Prior to trial, the District Court denied Elmore’s motion to suppress the evidence found in his vehicle. During the trial, the court admitted testimony by FBI Agent Christopher Nawrocki about his interrogation of Elmore on the day of the robbery. Nawrocki testified that Elmore repeatedly denied involvement in the robbery, stating “I didn’t rob no bank” in response to questions about the bait money that had been found in his possession. (App.149). Naw- *835 rocki noted, however, that Elmore “looked away” when shown a photograph of Green and “snapped” his head towards Nawrocki “very quickly” after Nawrocki mentioned Green’s name. (App.149,162).

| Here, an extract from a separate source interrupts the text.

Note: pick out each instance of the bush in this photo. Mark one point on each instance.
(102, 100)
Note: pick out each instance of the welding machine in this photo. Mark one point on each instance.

After a four-day jury trial, Elmore and Green were each found guilty of both counts. On February 14, 2013, Elmore was sentenced to 168 months’ imprisonment.

II.

The District Court had jurisdiction under 18 U.S.C. § 3231, and we have appellate jurisdiction under 28 U.S.C. § 1291 and 18 U.S.C. § 3742(a).

A. Admission of Agent Nawrocki’s Testimony on Elmore’s Non-Verbal Reactions

Elmore first contests the District Court’s admission of Agent Nawrocki’s testimony about Elmore’s non-verbal actions during an interrogation, arguing that those actions constituted “statement[s]” the prosecution was required to disclose to him prior to trial pursuant to Fed. R.Crim.P. 16(a)(1)(A). That rule mandates that “[ujpon a defendant’s request, the government must disclose to the defendant the substance of any relevant oral statement made by the defendant, before or after arrest, in response to interrogation by a person the defendant knew was a government agent if the government intends to use the statement at trial.” Fed. R.Crim.P. 16(a)(1) (emphasis added)

Although by its own language Rule 16(a)(1)(A) only applies to “oral statement[s],” Elmore argues that in other contexts—such as hearsay law—non-verbal conduct is sometimes recognized as a “statement.” Even accepting arguendo Elmore’s contention that the term “oral statement” in Fed.R.Crim.P. 16(a)(1)(A) should be interpreted analogously to the term “statement” in the Federal Rules of Evidence, the conduct at issue here plainly does not qualify. Rule 801(a) of the Federal Rules of Evidence defines a “statement” as “a person’s oral assertion, written assertion, or nonverbal conduct, if the person intended it as an assertion.” We agree with the District Court that El-more’s movements, as described by Agent Nawrocki at trial, were “involuntary reaction^] to a question, certainly not intended as an assertion.” (App.160).